AIPLA filed an amicus brief, which is here, via the American Bar Association web site, hoping the appeals court decision supporting Myriad is upheld or affirmed. Usually, an amicus brief states at the beginning which side is being supported. A sign of AIPLA's dislike for situation is reflected on the first page, where a subtitle says, "The brief for the American Intellectual Property Law Association in Support of Affirmance but in Support of Neither Party."
Meyer said the AIPLA's concern is that with so simple a question, the Justices might not give weight to the complexity of patent law, the years of Patent Office guidance followed by companies and the very technical work done by Myriad to separate the genes from tissue.
But the problem, she said, is that the circumstances of this case don't help pharma, device and diagnostic companies. She said Myriad was "rigid" in its licensing practices. If it had been a little more friendly, it could have still made money, but avoided the possibility of a negative, precedent-setting ruling.
"There is one solo bad guy, a bad case, a bad actor and bad law - possibly - and it could produce a result that hurts an industry as a whole," Meyer said, referring to the expected adverse opinion.

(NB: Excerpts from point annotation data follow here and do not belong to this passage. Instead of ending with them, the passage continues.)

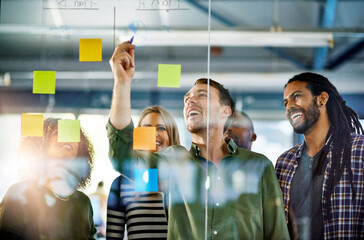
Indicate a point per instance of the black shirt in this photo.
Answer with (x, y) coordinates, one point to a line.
(306, 199)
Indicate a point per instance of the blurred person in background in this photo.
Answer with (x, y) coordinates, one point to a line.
(241, 130)
(99, 204)
(143, 213)
(322, 178)
(47, 204)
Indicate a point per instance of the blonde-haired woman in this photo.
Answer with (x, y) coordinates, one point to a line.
(143, 213)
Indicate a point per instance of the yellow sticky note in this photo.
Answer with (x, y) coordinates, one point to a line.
(144, 138)
(169, 75)
(44, 82)
(90, 50)
(69, 130)
(32, 125)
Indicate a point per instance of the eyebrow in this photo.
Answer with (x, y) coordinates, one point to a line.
(149, 125)
(298, 91)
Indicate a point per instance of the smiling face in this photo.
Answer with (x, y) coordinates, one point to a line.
(302, 109)
(155, 120)
(195, 109)
(61, 150)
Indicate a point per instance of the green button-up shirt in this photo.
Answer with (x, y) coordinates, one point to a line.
(241, 198)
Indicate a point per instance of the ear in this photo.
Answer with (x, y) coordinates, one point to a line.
(227, 111)
(323, 98)
(254, 137)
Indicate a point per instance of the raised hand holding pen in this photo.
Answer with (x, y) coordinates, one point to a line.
(122, 61)
(123, 68)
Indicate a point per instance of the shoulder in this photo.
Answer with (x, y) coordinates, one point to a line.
(254, 161)
(81, 197)
(357, 140)
(173, 152)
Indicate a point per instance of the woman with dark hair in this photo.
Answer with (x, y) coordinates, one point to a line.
(143, 213)
(47, 205)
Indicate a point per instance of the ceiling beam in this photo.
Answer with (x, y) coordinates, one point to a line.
(346, 55)
(326, 21)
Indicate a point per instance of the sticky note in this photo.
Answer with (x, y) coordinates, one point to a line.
(32, 125)
(144, 138)
(146, 180)
(69, 130)
(90, 50)
(44, 82)
(169, 75)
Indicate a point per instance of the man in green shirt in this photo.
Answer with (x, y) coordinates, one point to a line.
(214, 191)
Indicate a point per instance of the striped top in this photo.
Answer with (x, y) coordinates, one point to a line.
(143, 213)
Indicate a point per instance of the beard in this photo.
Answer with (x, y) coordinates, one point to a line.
(197, 128)
(311, 116)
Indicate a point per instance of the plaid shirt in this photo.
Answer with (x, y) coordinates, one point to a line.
(347, 221)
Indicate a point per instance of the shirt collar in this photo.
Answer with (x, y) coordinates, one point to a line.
(196, 151)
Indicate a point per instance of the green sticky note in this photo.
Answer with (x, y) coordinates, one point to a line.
(169, 75)
(69, 130)
(90, 50)
(32, 125)
(44, 82)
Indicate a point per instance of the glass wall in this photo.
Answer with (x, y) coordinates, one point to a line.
(60, 59)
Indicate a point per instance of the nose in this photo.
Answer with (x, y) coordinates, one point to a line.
(190, 100)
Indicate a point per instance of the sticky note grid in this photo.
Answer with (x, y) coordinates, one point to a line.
(169, 75)
(44, 82)
(90, 50)
(144, 138)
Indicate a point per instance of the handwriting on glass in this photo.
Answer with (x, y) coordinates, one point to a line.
(77, 4)
(161, 5)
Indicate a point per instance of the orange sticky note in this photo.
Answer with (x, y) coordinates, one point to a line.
(44, 82)
(90, 50)
(144, 138)
(32, 125)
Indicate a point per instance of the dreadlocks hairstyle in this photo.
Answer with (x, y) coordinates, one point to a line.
(36, 148)
(343, 122)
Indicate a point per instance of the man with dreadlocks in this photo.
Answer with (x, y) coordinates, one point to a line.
(322, 178)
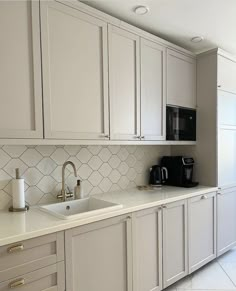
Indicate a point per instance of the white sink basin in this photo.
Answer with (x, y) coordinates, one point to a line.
(81, 208)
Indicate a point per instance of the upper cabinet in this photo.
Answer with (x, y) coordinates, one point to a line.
(153, 90)
(181, 79)
(20, 70)
(75, 73)
(226, 74)
(78, 74)
(124, 78)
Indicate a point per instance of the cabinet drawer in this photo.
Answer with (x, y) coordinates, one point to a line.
(50, 278)
(29, 255)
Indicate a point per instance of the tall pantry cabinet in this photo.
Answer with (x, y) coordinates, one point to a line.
(215, 152)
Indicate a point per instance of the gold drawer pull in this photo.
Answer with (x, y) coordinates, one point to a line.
(16, 248)
(17, 283)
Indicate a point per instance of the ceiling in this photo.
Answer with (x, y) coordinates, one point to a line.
(180, 20)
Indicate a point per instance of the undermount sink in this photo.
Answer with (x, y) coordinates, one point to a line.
(81, 208)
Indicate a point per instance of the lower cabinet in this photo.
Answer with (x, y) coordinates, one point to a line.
(147, 249)
(175, 261)
(49, 278)
(99, 256)
(202, 230)
(226, 220)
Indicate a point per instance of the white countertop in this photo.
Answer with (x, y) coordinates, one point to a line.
(16, 227)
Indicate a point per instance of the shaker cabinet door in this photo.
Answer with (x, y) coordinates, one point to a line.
(226, 220)
(153, 90)
(202, 230)
(75, 73)
(226, 157)
(99, 256)
(147, 249)
(175, 264)
(226, 74)
(181, 80)
(124, 84)
(20, 70)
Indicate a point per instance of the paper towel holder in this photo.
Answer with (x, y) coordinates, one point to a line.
(24, 209)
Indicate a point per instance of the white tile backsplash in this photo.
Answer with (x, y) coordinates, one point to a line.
(101, 169)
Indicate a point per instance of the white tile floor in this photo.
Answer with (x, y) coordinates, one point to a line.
(219, 275)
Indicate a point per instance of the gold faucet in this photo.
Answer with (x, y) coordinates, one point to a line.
(64, 195)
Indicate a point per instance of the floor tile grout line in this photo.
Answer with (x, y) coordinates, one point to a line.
(226, 274)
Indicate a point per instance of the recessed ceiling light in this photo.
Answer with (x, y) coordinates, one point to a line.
(141, 10)
(197, 39)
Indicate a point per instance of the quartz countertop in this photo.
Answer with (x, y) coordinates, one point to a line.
(15, 227)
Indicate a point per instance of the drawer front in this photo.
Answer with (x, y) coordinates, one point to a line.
(29, 255)
(49, 278)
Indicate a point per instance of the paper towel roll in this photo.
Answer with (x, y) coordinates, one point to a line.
(18, 193)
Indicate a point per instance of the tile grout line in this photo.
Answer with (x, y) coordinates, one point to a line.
(226, 273)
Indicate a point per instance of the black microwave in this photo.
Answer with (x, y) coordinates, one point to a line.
(180, 123)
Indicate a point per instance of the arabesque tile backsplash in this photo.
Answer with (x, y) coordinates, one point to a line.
(101, 169)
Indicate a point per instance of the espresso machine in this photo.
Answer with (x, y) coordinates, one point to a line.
(180, 171)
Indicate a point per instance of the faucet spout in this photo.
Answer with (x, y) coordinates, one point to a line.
(63, 191)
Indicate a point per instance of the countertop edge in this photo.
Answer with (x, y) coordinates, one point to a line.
(68, 224)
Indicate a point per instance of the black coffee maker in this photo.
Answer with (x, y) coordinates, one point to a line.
(180, 171)
(158, 176)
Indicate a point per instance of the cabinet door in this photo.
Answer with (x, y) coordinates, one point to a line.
(51, 278)
(124, 79)
(174, 242)
(202, 230)
(181, 80)
(75, 77)
(226, 220)
(226, 74)
(20, 70)
(153, 90)
(147, 246)
(99, 256)
(226, 157)
(226, 108)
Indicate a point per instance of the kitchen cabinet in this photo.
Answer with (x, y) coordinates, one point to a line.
(20, 70)
(181, 79)
(124, 84)
(75, 73)
(99, 256)
(215, 151)
(226, 74)
(226, 157)
(226, 220)
(45, 279)
(35, 264)
(153, 90)
(147, 249)
(202, 230)
(226, 109)
(175, 264)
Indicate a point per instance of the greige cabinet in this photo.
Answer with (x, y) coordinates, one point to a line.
(20, 70)
(181, 79)
(226, 220)
(75, 73)
(49, 278)
(153, 90)
(175, 248)
(35, 264)
(147, 249)
(226, 74)
(202, 230)
(124, 84)
(99, 256)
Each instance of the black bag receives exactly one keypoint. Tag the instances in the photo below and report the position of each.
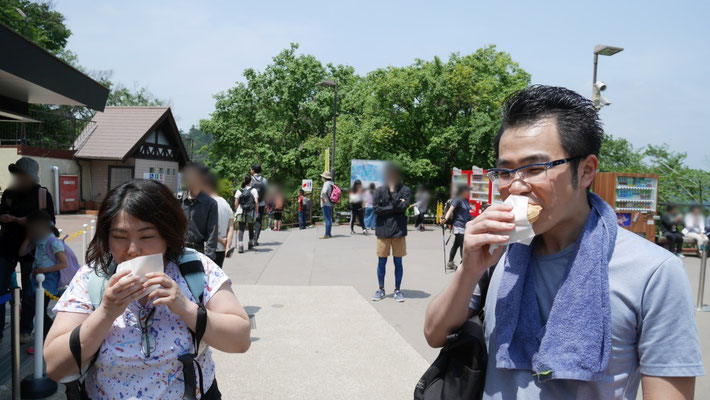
(459, 372)
(259, 185)
(246, 201)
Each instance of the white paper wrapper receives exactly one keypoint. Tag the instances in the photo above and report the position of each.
(523, 232)
(143, 265)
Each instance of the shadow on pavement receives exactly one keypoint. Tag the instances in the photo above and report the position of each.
(252, 309)
(413, 294)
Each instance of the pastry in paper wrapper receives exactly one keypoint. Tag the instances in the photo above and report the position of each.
(142, 265)
(525, 215)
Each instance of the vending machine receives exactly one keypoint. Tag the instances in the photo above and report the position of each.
(634, 197)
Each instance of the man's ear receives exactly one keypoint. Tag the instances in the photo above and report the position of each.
(587, 170)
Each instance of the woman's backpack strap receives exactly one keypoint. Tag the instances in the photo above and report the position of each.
(193, 272)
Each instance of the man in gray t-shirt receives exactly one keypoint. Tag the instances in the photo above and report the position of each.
(652, 324)
(547, 150)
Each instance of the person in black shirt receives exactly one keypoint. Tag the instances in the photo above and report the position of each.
(669, 227)
(201, 211)
(390, 203)
(18, 201)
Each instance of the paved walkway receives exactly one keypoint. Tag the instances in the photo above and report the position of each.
(318, 334)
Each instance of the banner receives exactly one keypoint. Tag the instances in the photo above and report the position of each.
(367, 171)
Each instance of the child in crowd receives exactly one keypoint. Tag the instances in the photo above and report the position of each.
(49, 256)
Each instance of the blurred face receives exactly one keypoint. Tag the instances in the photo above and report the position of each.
(560, 199)
(37, 230)
(130, 237)
(22, 181)
(193, 180)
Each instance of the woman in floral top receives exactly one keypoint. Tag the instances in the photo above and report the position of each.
(139, 338)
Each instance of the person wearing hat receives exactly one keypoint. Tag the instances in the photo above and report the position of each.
(325, 203)
(18, 201)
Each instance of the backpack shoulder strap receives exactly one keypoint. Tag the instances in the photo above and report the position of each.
(42, 197)
(193, 272)
(97, 284)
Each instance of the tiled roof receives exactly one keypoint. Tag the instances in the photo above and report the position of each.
(116, 131)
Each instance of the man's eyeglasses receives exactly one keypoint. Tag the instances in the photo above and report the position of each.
(145, 320)
(531, 173)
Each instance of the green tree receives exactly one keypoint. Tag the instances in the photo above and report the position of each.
(197, 144)
(430, 116)
(45, 26)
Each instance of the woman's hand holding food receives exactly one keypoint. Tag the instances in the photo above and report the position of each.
(482, 232)
(120, 291)
(168, 294)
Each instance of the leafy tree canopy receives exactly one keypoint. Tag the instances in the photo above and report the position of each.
(430, 116)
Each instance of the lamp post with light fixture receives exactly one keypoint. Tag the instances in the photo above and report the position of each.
(334, 85)
(599, 86)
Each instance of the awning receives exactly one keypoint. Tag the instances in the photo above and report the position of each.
(31, 75)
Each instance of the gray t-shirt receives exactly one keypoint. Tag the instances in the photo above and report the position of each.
(325, 194)
(652, 324)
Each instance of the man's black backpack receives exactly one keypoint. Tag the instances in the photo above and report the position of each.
(258, 184)
(246, 201)
(459, 372)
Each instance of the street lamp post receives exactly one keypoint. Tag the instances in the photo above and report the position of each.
(333, 84)
(598, 86)
(24, 16)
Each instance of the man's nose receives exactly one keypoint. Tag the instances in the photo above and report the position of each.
(519, 187)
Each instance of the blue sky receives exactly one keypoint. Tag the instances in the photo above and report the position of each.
(186, 51)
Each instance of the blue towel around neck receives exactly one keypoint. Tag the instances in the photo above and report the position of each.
(575, 343)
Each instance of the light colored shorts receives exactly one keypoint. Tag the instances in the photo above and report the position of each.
(398, 247)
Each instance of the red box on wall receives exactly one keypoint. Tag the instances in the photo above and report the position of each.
(68, 193)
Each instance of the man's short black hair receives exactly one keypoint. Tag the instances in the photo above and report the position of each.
(212, 181)
(577, 120)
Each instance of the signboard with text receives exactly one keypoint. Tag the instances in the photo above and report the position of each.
(154, 176)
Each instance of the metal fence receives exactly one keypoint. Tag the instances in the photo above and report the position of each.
(52, 130)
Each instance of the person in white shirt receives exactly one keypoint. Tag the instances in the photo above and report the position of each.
(224, 217)
(246, 202)
(695, 227)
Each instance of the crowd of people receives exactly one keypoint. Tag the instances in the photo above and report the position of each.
(693, 226)
(586, 310)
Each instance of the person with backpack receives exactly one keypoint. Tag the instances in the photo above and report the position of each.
(123, 338)
(460, 213)
(245, 201)
(201, 211)
(326, 202)
(302, 210)
(23, 197)
(355, 204)
(278, 209)
(391, 203)
(367, 198)
(259, 183)
(587, 310)
(224, 217)
(49, 256)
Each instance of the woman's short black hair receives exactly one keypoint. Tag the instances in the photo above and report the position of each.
(577, 119)
(246, 181)
(146, 200)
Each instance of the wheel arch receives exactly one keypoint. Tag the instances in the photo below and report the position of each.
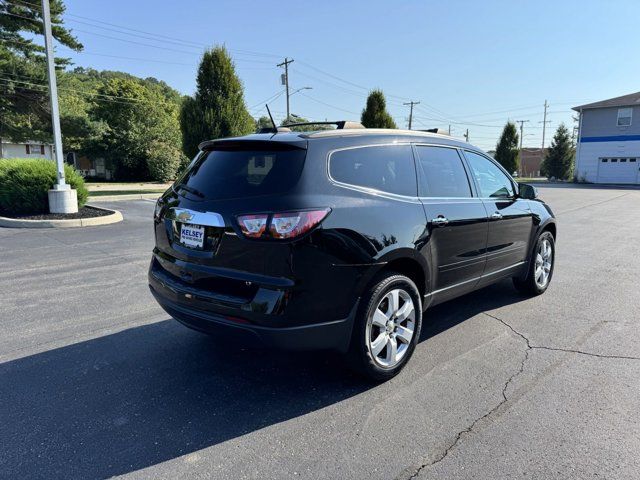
(407, 263)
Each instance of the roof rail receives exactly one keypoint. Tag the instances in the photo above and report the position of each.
(439, 131)
(340, 124)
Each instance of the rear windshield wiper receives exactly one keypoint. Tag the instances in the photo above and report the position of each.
(189, 189)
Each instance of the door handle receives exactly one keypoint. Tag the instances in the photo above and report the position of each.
(440, 221)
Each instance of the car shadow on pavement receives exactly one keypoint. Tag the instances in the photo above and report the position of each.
(133, 399)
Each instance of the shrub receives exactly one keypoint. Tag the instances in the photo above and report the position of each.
(164, 162)
(25, 183)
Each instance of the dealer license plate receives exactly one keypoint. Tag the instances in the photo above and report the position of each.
(192, 235)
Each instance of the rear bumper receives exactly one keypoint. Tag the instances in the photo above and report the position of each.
(330, 335)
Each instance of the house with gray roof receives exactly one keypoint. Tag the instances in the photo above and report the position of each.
(608, 149)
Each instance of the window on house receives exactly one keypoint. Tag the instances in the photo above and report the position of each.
(624, 117)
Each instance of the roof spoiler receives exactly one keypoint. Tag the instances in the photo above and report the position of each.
(439, 131)
(340, 124)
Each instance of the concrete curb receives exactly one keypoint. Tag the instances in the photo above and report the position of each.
(114, 217)
(132, 196)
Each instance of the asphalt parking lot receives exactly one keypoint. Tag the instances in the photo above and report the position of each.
(96, 380)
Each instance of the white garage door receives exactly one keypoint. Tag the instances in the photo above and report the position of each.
(618, 170)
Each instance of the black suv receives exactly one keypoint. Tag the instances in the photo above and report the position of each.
(340, 239)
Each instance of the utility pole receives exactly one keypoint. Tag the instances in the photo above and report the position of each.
(521, 122)
(411, 104)
(544, 123)
(62, 199)
(285, 64)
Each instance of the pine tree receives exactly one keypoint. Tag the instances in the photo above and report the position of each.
(558, 163)
(507, 152)
(22, 112)
(375, 114)
(218, 109)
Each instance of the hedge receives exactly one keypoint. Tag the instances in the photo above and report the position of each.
(25, 182)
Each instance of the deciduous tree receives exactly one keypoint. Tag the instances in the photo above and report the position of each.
(507, 152)
(375, 114)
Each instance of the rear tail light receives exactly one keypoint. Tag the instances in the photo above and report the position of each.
(281, 226)
(253, 226)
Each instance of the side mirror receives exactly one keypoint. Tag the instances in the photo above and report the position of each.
(528, 192)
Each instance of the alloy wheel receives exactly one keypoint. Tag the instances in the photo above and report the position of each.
(390, 328)
(544, 262)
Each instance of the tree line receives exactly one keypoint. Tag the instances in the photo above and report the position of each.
(144, 128)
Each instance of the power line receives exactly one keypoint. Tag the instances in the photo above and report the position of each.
(411, 104)
(285, 64)
(328, 104)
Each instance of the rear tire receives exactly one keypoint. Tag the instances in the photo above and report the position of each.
(386, 328)
(540, 268)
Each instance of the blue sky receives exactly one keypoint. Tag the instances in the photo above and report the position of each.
(471, 64)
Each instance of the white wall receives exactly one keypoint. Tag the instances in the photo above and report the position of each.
(589, 154)
(18, 150)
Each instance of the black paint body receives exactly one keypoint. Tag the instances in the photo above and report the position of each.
(304, 294)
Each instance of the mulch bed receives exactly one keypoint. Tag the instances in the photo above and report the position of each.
(84, 212)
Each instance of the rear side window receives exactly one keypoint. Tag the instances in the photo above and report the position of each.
(220, 174)
(388, 168)
(441, 173)
(492, 181)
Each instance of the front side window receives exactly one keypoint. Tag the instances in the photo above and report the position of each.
(388, 168)
(441, 173)
(624, 116)
(492, 182)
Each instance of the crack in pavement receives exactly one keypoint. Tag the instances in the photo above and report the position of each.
(558, 349)
(504, 400)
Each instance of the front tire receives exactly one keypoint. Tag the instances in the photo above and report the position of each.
(540, 267)
(386, 328)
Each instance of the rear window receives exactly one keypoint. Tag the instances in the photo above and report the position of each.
(387, 168)
(242, 173)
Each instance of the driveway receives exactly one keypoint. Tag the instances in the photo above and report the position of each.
(96, 380)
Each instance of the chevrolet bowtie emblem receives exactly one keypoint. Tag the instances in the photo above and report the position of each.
(184, 217)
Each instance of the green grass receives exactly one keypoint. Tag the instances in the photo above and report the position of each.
(103, 193)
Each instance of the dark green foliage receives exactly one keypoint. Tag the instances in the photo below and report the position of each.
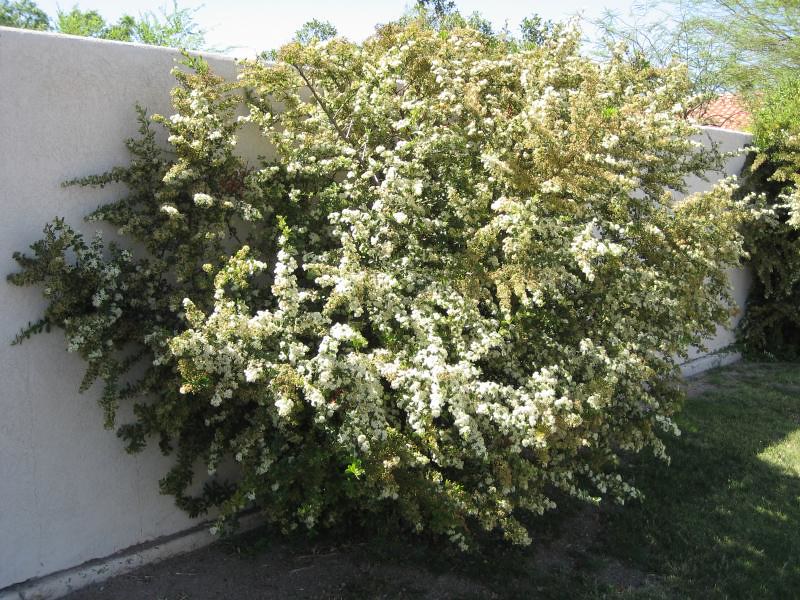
(24, 14)
(772, 322)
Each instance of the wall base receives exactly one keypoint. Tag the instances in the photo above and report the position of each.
(98, 570)
(709, 361)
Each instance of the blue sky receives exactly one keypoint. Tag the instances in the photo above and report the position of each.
(249, 26)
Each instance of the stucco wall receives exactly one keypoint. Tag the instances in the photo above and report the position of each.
(725, 141)
(68, 492)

Myriad threatened legal action (and created antipathy) by sending cease and desist letters to other researchers using the genes to develop other tests. Most of the company's revenue comes from this test.
Do you wish Myriad had not been so "rigid" in not licensing its patent for others to use?
"Myriad was trying to follow its business model, whether it was naive or not," Meyer said. "I don't know if it would have changed things. A lot of industry people went to Myriad and said just abandon the case, but they didn't listen to industry leaders."
Meyer did not specify the industry leaders that approached Myriad.
The Pharmaceutical Research and Manufacturers of America is the lobbying arm of Big Pharma and it filed an amicus brief in support of Myriad because its members hold lots and lots of patents. A link to PhRMA's brief is here. As a diagnostic company, Myriad Genetics is not a member of PhRMA. A PhRMA spokeswoman declined comment on whether the organization had urged Myriad to drop its case.
Myriad, incidentally, licensed some of the technology itself, from the University of Utah.
"When pharmaceutical companies discover a new drug or new medicine, they are entitled to patent protection for the life of the patent and we feel we're entitled to that as well and that we're well within our rights," Myriad spokesman Ron Rogers said.
As for people in the life sciences industry urging Myriad to abandon its legal case and not risk setting a bad precedent for the industry, Rogers dismissed the suggestion.
"That's water under the bridge," Rogers said.
Meyers said the question as posed gives people fear that that someone else could own their genes.....or liver....or kidney....or whole body.
"There is no Frankenstein factor," Meyer said, hoping to dispel that idea.
But when it comes to Supreme Court precedent, Meyer has a fear and it's called Mayo Collaborative Servs. v. Prometheus Labs., Inc., 10-1150.
The Myriad case is at the Supreme Court for the second time. In March, 2012, the Supreme Court vacated a decision in favor of Myriad by the U.S. Court of Appeals for the Federal Circuit, sending the case back to the appeals court to reconsider in light of the Supreme Court's decision a week earlier in Mayo.
The Mayo case was similar in that Prometheus Labs was a diagnostic company that claimed the Mayo Clinic was infringing on its patent for diagnosing a situation.
Prometheus lost badly. As badly as possible, 9-0.
Justice Stephen Breyer wrote the opinion for the unanimous court and a link to the opinion is here.
Breyer wrote of the long-standing Supreme Court precedent that "laws of nature, natural phenomena, and abstract ideas" are not patentable subject matter. And he turned back Prometheus' claim - later adopted by Myriad - that to not support Prometheus' patent claim would hinder researchers because they would not think it worthwhile to do work if they couldn't patent the work.
"Upholding the patents," Breyer wrote, "would risk disproportionately tying up the use of the underlying natural laws, inhibiting their use in the making of further discoveries."